TOBA, headquartered in Lexington, formed a special committee to analyze the bill and surveyed its membership. The organization said 68% of the respondents support federal legislation to create a national independent entity to develop uniform rules, testing, and enforcement in Thoroughbred racing, either in its current form or with some changes.
TOBA said it has focused on improving the legislation, particularly in the governance and review of the Thoroughbred Horseracing Anti-Doping Authority, members of which would be appointed by USADA. TOBA in the months since the legislation was unveiled has asked questions and expressed concerns about the bill, including the need for oversight to ensure the effectiveness of the program, including industry evaluation of performance, accountability, and costs of the regulations.
In a statement, TOBA said its board of trustees "believes that the proposed federal legislation would further the interests of the horse racing and breeding industry in the following respects: uniformity of medication standards and regulations throughout the nation; consistency with other major international racing jurisdictions regarding the use of medications; and the independence of an organization established to ensure fairness and transparency in these matters."
TOBA said there is more to be done to establish an oversight and governance structure to balance independence with accountability to horse racing. The Jockey Club, which is spearheading the effort, has said it is working with industry constituents to address concerns about the legislation.
"As an organization we prefer to be part of the solution to bring about positive industry reforms," TOBA said in a release. "We look forward to working with other members of the Coalition for Horse Racing Integrity to pursue this new approach to medication regulation."

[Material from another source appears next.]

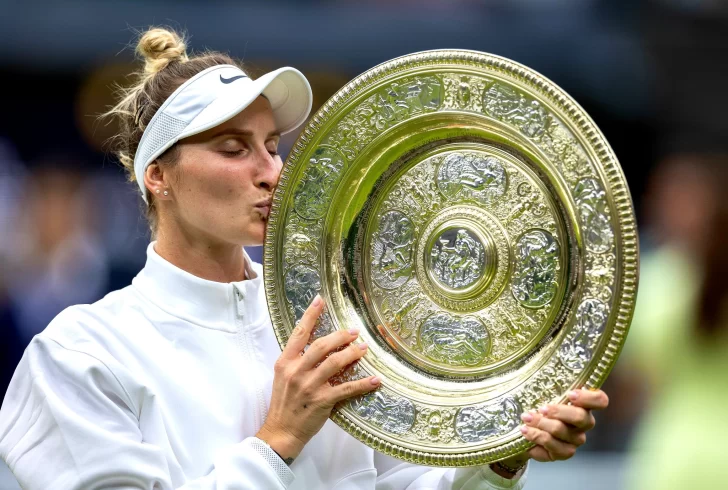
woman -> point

TOBA and The Jockey Club own Blood-Horse. TOBA is among the industry organizations that have sought clarity on the legislation before joining the coalition. TOBA president Dan Metzger couldn't be immediately reached for comment.
When asked for comment on the development, Jim Gagliano, president and chief operating officer of The Jockey Club, said: "On behalf of The Jockey Club we are particularly pleased to welcome TOBA to the coalition as our respective organizations often work closely together—and in fact share similar mission statements. Adding the nation's largest group of owners and breeders as supporters of (the federal bill) is a tremendous coup for the coalition."